Removal
Warning
Index removal is a manual process comprised of multiple steps. These steps must be carefully followed in the right order to avoid index inconsistencies.
Overview
Index removal is a multi-stage process.
In the first stage, one JanusGraph instance deactivates the index by setting its state to DISABLED
.
At that point, JanusGraph stops using the index to answer queries and stops incrementally updating the index.
Index-related data in the storage backend remains present but ignored.
The second stage depends on whether the index is mixed or composite. All composite indices can be deleted via JanusGraph. As with reindexing, removal can be done through either MapReduce or JanusGraphManagement. However, not all mixed index backends allow automatic removal. Index backends for which JanusGraph does not provide an automated deletion mechanism — currently Lucene and Solr — must be manually dropped in the index backend. For supported mixed index backends, the removal process is analogue to the composite index removal, with the exception that neither MapReduce nor multi threading in JanusGraphManagement is necessary.
Discarding an index deletes everything associated with the index except its schema definition and its DISCARDED
state.
Removing this schema stub for the index is the third step.
Preparing for Index Removal
If the index is currently enabled, it should first be disabled. This is
done through the ManagementSystem
.
mgmt = graph.openManagement()
rindex = mgmt.getRelationIndex(mgmt.getRelationType("battled"), "battlesByTime")
mgmt.updateIndex(rindex, SchemaAction.DISABLE_INDEX).get()
gindex = mgmt.getGraphIndex("byName")
mgmt.updateIndex(gindex, SchemaAction.DISABLE_INDEX).get()
mgmt.commit()
Once the status of all keys on the index changes to DISABLED
, the
index is ready to be removed. A utility in ManagementSystem can automate
the wait-for-DISABLED
step:
ManagementSystem.awaitGraphIndexStatus(graph, 'byName').status(SchemaStatus.DISABLED).call()
After a composite index is DISABLED
, there is a choice between two
execution frameworks for its removal:
- MapReduce
- ManagementSystem
Index removal on MapReduce supports large, horizontally-distributed databases.
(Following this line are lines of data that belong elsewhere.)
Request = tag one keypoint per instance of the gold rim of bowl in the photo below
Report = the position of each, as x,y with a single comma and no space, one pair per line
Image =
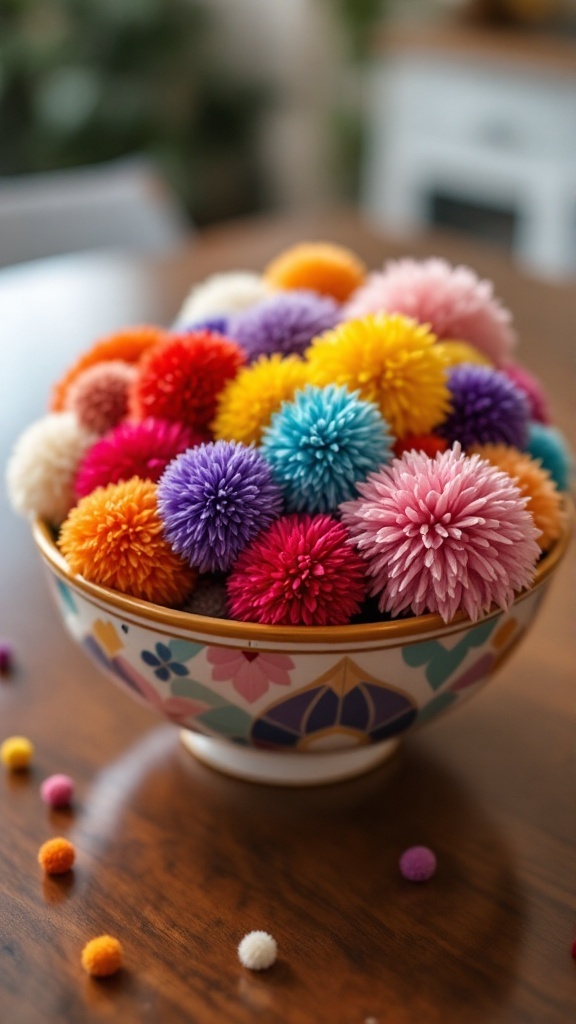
250,632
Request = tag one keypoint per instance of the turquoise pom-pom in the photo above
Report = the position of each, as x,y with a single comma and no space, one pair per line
550,446
322,443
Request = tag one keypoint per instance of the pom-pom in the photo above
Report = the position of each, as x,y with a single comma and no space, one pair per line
391,360
430,444
532,388
452,300
321,443
487,409
257,950
133,450
16,753
220,294
114,538
443,535
127,345
101,956
98,395
56,856
285,323
246,403
41,470
299,571
318,266
543,500
455,352
213,500
549,446
417,863
209,598
182,379
57,791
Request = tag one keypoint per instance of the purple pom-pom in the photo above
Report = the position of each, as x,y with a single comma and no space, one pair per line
213,500
487,409
285,323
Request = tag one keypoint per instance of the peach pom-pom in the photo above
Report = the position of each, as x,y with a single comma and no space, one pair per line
42,468
56,856
320,266
535,483
114,538
99,395
128,345
101,956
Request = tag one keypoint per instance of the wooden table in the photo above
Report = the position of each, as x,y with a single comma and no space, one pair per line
179,862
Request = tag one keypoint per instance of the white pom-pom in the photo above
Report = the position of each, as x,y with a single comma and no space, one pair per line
222,293
257,950
41,470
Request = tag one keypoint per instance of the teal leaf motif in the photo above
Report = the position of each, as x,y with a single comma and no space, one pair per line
229,721
183,650
442,662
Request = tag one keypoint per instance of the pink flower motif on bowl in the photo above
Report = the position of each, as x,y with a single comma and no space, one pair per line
250,672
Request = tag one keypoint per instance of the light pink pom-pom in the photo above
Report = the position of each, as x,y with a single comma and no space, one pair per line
99,395
443,535
452,300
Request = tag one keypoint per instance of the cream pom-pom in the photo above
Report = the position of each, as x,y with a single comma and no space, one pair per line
222,294
257,950
42,467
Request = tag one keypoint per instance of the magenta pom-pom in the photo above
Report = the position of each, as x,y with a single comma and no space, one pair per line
417,863
299,571
134,450
443,535
57,791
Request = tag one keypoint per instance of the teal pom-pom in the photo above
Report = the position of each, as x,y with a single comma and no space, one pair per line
550,446
322,443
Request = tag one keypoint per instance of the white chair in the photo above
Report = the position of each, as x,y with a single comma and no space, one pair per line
120,205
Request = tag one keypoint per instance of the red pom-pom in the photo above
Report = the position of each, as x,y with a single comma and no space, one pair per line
181,379
133,450
428,443
299,571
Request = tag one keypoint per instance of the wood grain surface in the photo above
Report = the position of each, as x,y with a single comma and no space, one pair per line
179,862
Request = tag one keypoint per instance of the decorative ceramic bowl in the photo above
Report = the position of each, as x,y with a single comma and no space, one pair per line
289,705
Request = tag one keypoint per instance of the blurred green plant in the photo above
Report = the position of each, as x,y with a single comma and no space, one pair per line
85,81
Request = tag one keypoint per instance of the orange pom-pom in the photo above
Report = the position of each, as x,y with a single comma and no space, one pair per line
101,956
182,379
114,538
127,345
535,483
56,856
320,266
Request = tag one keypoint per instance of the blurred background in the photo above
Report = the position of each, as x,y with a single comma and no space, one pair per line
133,123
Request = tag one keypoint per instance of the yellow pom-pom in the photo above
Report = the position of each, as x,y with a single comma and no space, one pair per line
320,266
101,956
535,483
114,537
16,753
56,856
247,402
455,352
393,361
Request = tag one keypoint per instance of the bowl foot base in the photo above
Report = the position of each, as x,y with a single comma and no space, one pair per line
278,768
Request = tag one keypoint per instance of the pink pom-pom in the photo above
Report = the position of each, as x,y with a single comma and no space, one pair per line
443,535
57,791
452,300
417,863
532,388
133,450
99,395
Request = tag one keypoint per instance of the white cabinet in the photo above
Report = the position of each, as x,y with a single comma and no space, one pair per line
490,132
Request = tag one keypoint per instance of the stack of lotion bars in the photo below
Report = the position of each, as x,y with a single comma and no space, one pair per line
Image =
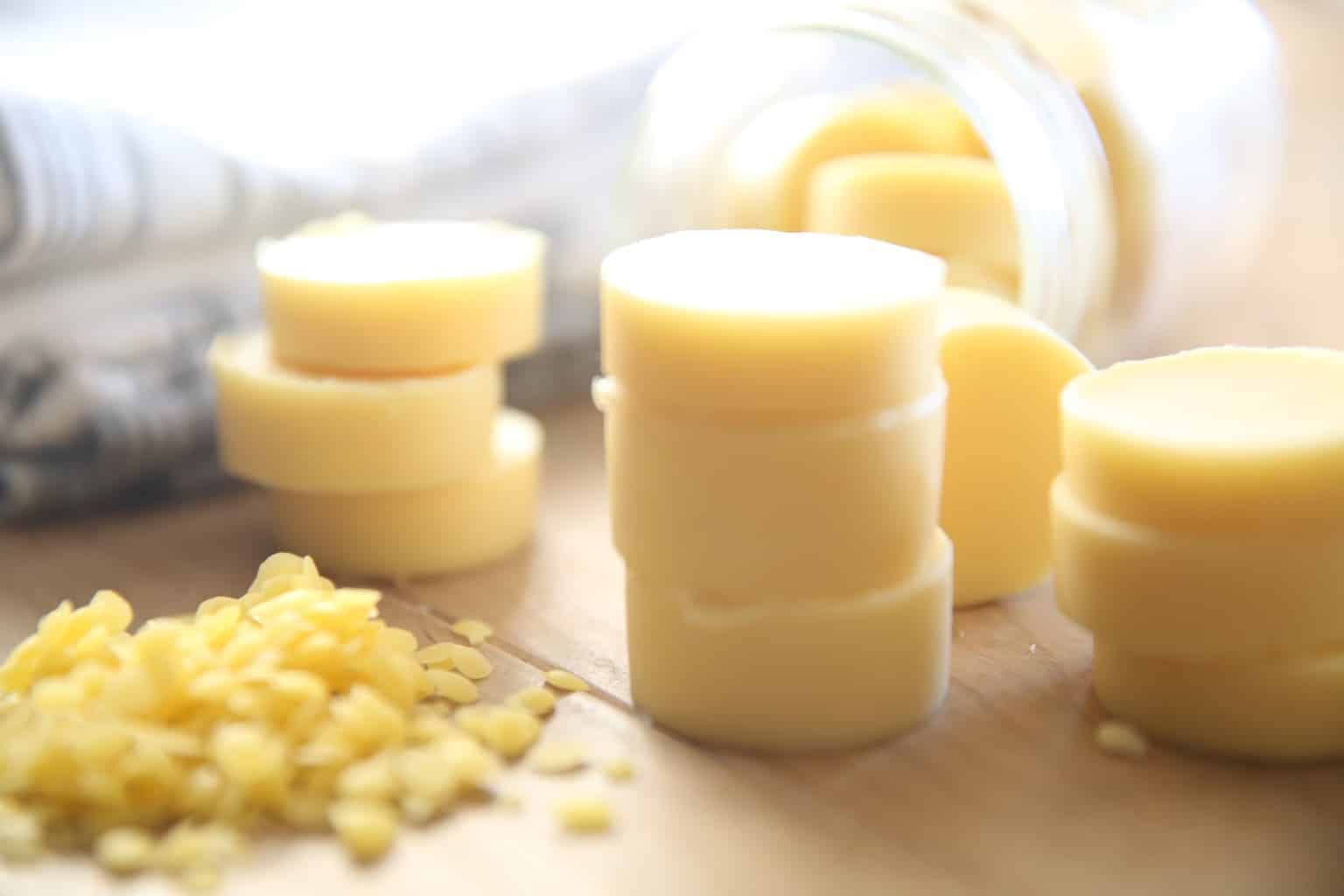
371,404
1199,535
788,419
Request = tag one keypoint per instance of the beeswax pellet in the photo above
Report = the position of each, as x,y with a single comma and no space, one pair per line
1004,374
1216,439
539,702
747,326
584,815
454,526
473,630
802,676
453,685
558,757
750,514
566,680
1121,739
305,433
402,298
368,828
469,662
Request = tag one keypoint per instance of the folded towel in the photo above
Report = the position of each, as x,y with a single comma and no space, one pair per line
116,406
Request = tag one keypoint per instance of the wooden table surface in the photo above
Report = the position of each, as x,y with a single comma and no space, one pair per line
1003,792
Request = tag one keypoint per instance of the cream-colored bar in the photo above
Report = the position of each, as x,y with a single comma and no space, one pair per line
1216,439
1281,710
1004,284
749,326
1196,595
769,163
311,433
449,527
955,207
1004,374
794,676
750,514
396,298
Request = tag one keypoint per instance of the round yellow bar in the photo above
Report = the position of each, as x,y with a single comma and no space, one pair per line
1285,710
1181,594
1216,439
794,676
451,527
955,207
767,165
403,298
310,433
761,326
749,514
1004,374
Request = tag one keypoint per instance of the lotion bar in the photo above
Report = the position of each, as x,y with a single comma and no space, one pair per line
770,161
955,207
794,676
1196,595
311,433
1004,374
1216,439
745,514
1280,710
402,298
749,326
444,528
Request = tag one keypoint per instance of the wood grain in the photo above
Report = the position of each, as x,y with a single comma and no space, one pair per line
1003,792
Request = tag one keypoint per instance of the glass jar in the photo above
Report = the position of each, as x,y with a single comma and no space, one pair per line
1138,140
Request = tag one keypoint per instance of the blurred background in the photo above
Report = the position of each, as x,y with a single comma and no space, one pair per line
144,147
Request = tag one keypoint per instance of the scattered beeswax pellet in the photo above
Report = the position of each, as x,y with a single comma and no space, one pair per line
124,850
539,702
584,813
453,685
556,757
506,730
437,654
293,704
1121,739
473,630
566,680
469,662
366,826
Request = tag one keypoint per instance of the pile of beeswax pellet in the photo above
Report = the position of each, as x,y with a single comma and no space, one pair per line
295,705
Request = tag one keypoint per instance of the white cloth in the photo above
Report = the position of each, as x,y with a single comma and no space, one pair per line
105,406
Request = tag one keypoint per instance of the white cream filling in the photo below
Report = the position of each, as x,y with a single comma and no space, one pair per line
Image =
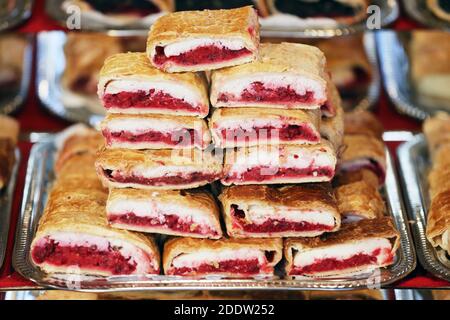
126,249
182,46
300,84
152,208
202,256
172,88
344,251
269,156
260,214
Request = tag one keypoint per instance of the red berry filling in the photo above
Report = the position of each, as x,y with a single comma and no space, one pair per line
259,174
91,257
187,137
149,100
170,221
274,225
258,92
200,55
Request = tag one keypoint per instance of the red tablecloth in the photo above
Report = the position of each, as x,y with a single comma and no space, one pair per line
33,117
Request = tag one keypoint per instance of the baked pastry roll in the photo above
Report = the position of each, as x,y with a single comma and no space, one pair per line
432,79
154,131
343,11
204,40
261,211
357,247
180,213
162,169
440,8
287,75
363,152
229,258
359,200
363,122
130,84
252,126
183,5
438,221
332,129
279,164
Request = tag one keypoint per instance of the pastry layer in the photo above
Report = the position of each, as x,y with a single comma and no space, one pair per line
254,126
204,40
130,84
297,211
164,169
279,164
229,258
287,75
154,132
181,213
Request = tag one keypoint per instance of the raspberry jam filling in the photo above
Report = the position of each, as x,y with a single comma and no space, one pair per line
258,92
169,221
186,137
284,133
151,99
200,55
355,261
274,225
266,173
84,257
117,176
238,266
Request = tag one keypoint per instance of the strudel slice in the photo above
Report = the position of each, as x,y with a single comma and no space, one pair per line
252,126
359,200
358,247
280,164
262,211
162,169
287,75
130,84
363,152
229,258
179,213
204,40
154,131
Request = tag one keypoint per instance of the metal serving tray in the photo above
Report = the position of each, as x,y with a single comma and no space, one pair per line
389,12
18,13
40,176
12,100
6,199
414,167
418,10
395,69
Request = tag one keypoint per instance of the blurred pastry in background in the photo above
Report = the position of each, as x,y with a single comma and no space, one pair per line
182,5
12,49
342,11
440,8
349,67
430,67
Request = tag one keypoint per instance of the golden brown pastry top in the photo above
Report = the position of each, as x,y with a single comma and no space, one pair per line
365,229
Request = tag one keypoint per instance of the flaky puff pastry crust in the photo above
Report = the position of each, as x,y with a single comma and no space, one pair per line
136,66
302,197
360,199
129,160
349,233
438,221
241,23
241,115
178,246
288,58
180,122
199,200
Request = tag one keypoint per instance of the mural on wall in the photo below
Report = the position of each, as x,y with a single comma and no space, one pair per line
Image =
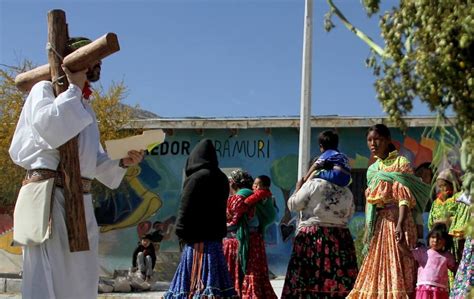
126,209
149,199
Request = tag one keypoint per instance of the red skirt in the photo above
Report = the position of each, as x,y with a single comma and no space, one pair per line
255,283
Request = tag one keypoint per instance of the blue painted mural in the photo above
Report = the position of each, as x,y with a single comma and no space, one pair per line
149,198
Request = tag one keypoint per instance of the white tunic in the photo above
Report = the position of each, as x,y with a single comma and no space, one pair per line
51,270
322,203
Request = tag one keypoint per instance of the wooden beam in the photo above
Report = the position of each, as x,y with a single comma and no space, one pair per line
69,167
78,60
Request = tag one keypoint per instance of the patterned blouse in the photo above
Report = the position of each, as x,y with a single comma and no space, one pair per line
236,208
322,203
386,193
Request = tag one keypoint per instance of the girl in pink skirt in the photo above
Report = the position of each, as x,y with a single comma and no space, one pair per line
433,264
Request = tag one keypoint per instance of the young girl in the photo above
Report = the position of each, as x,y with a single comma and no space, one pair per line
443,208
433,264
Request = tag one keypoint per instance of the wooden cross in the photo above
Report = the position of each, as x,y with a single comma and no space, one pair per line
69,167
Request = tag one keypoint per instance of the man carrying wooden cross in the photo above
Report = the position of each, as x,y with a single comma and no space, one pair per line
51,269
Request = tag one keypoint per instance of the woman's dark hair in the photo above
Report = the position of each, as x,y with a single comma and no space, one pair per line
425,165
241,179
265,181
440,230
383,131
328,140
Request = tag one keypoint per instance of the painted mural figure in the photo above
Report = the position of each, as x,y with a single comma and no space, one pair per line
201,225
244,247
323,262
46,122
433,263
425,173
392,192
144,258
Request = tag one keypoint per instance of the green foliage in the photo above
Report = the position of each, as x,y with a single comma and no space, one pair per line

Index removal on ManagementSystem spawns a single-machine OLAP job. This is intended for convenience and speed on those databases small enough to be handled by one machine.
Index removal requires:
- The index name (a string — the user provides this to JanusGraph when building a new index)
- The index type (a string — the name of the edge label or property key on which the vertex-centric index is built). This applies only to vertex-centric indices - leave blank for global graph indices.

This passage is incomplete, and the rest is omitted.